Particular concern was expressed by members of Arts departments at UCL. For scientists it was easy to see synergies between the two campuses and how many might "gain excellence"; but IC has – in effect – no presence in the humanities and it was hard to see what Bloomsburyites would gain from a merger. Arts students in particular (and their numbers are buoyant) would not be attracted to a such a science-based university An attempt some years ago to increase education in these fields at IC had foundered under the pressure from the large and dominant science departments; and the teaching in, for example, languages now has a simple service role and is primarily done by people on short-term contracts who could be dismissed with no costs in terms of redundancy pay. There are 80 staff on fixed-term contracts and only 16 full-time academic staff in the Arts and Humanities at IC, only one of whom had had her name put forward to the Research Assessment Exercise and that not even through IC but through one of the Institutes of the SAS. There was real alarm at UCL that the arts and humanities departments – many of whom were highly rated – would be diluted and/or reduced to a secondary role in a huge science-led institution. Loss of brand image might also affect recruitment of high quality students, so that currently flourishing Departments such as English and History might find it less easy to expand.
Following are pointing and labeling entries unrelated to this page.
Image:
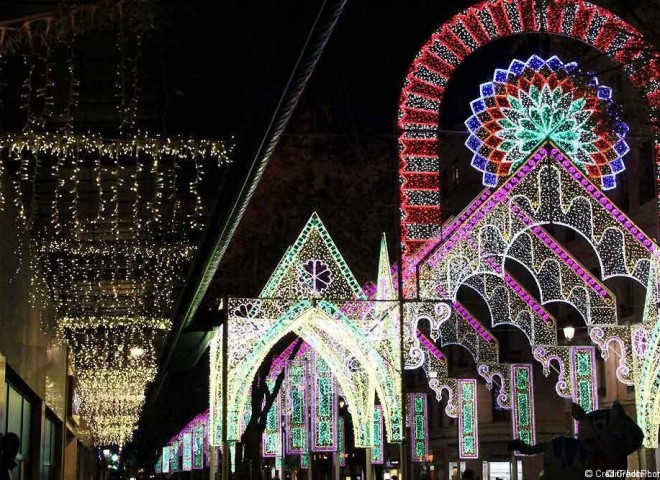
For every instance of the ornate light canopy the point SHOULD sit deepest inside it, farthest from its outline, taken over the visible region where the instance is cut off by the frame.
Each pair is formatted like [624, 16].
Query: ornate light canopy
[537, 101]
[112, 228]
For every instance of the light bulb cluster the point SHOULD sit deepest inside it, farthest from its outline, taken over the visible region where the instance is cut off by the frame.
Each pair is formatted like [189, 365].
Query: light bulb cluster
[537, 101]
[419, 434]
[421, 153]
[360, 355]
[113, 226]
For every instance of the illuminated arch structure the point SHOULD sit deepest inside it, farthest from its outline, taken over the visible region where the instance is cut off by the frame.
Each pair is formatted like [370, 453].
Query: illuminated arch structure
[423, 92]
[313, 294]
[536, 175]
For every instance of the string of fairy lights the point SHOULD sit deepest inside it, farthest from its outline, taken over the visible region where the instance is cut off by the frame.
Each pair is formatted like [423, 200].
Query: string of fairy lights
[112, 221]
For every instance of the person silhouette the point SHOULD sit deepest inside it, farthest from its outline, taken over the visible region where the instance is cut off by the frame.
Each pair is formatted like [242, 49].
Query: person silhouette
[9, 447]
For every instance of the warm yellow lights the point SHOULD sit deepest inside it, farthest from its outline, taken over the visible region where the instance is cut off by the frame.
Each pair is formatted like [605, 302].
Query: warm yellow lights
[112, 229]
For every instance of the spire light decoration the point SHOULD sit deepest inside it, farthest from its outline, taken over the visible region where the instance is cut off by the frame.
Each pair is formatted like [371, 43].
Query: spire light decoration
[296, 407]
[324, 406]
[187, 452]
[198, 447]
[361, 351]
[166, 459]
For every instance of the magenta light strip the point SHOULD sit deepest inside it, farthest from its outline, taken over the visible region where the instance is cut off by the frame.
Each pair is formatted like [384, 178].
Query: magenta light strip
[472, 321]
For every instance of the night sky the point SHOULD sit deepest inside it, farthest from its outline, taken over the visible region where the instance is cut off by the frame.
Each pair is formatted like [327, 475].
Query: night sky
[339, 154]
[217, 68]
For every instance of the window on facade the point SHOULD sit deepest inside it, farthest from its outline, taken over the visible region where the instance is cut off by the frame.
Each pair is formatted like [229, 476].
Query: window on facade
[48, 450]
[18, 417]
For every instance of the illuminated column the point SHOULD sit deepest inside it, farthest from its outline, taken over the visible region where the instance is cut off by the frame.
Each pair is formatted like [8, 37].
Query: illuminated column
[584, 379]
[174, 457]
[522, 393]
[419, 438]
[341, 442]
[296, 407]
[198, 447]
[272, 437]
[377, 452]
[324, 406]
[468, 433]
[187, 452]
[166, 459]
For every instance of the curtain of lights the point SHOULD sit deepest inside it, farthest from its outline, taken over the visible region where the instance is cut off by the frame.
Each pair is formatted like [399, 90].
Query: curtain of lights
[166, 459]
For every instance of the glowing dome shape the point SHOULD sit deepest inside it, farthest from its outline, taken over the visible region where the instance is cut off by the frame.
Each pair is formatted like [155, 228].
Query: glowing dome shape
[546, 100]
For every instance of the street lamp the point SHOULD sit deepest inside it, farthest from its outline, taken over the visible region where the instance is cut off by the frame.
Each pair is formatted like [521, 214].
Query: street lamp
[569, 333]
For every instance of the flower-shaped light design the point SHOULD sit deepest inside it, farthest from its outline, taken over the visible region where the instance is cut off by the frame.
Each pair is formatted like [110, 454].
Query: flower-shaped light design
[546, 100]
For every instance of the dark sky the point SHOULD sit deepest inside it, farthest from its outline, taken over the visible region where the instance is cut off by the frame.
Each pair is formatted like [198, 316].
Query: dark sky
[227, 65]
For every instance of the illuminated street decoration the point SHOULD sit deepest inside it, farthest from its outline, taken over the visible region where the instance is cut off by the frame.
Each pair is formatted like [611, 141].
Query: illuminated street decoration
[112, 230]
[468, 433]
[605, 338]
[545, 100]
[419, 433]
[166, 459]
[361, 354]
[522, 393]
[421, 149]
[174, 457]
[187, 452]
[296, 407]
[545, 354]
[198, 447]
[493, 371]
[435, 367]
[341, 442]
[324, 406]
[584, 379]
[378, 448]
[272, 437]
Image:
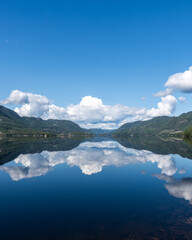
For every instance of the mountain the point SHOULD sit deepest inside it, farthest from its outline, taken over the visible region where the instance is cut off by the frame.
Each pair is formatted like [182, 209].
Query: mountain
[157, 145]
[12, 123]
[158, 126]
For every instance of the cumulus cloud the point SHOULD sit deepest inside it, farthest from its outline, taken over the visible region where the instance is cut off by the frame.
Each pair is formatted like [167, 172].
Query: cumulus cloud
[143, 98]
[179, 188]
[181, 82]
[90, 157]
[182, 99]
[163, 93]
[90, 112]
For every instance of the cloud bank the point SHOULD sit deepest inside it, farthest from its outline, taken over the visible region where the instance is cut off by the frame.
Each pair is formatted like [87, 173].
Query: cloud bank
[90, 112]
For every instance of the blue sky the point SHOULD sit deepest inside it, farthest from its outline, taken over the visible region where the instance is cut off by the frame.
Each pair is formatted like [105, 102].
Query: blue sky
[117, 51]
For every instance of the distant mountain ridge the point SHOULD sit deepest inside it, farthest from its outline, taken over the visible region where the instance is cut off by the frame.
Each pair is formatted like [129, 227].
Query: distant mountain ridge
[12, 123]
[157, 126]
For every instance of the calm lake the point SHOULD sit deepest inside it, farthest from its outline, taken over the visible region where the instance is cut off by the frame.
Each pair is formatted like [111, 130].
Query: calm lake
[95, 189]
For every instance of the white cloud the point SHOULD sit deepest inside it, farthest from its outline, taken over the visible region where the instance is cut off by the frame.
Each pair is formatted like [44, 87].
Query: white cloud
[165, 107]
[143, 98]
[90, 157]
[181, 81]
[91, 112]
[163, 93]
[182, 99]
DR -UCL has the ability to generate excellence across the whole of learning and not just in science. We are not trying to create a new MIT, but a new Harvard; and the merger should be seen as a benefit to IC rather than a cost to UCL. In fact it would "turn Imperial into a proper University for the first time". As Provost he had worked to support the arts with developments in, for example, the Slade School; and the new grouping, the efficiency gains to be made by cooperation in the sciences, and planned increases in government support for higher education might allow plans such as the Panopticon project in Gordon Street to go ahead.
CUCL pointed out that both Harvard and MIT had one ingredient that we lack – a large endowment. The Arts delegates accepted that their subjects had flourished under DR's stewardship and were in part reassured about their future in a joint institution; but they remain uncertain of the views of the proposed new provost of UCL and felt that the crucial question of who would do service teaching at the South Kensington site had not been sufficiently addressed.
On the more general question of redundancy, DR pointed to the statement on the consultation document. Claims that we would lose 4000 students and equivalent numbers of staff were fantasy. Indeed we might attract more applicants; LSE had done very well under its high-fee policy and pursuit for excellence, to such a degree that three quarters of its students now come from overseas. However, both sides of the argument felt that to enter into the question of top-up fees at UCL, IC or their joint venture was not central to the main issue and should be avoided.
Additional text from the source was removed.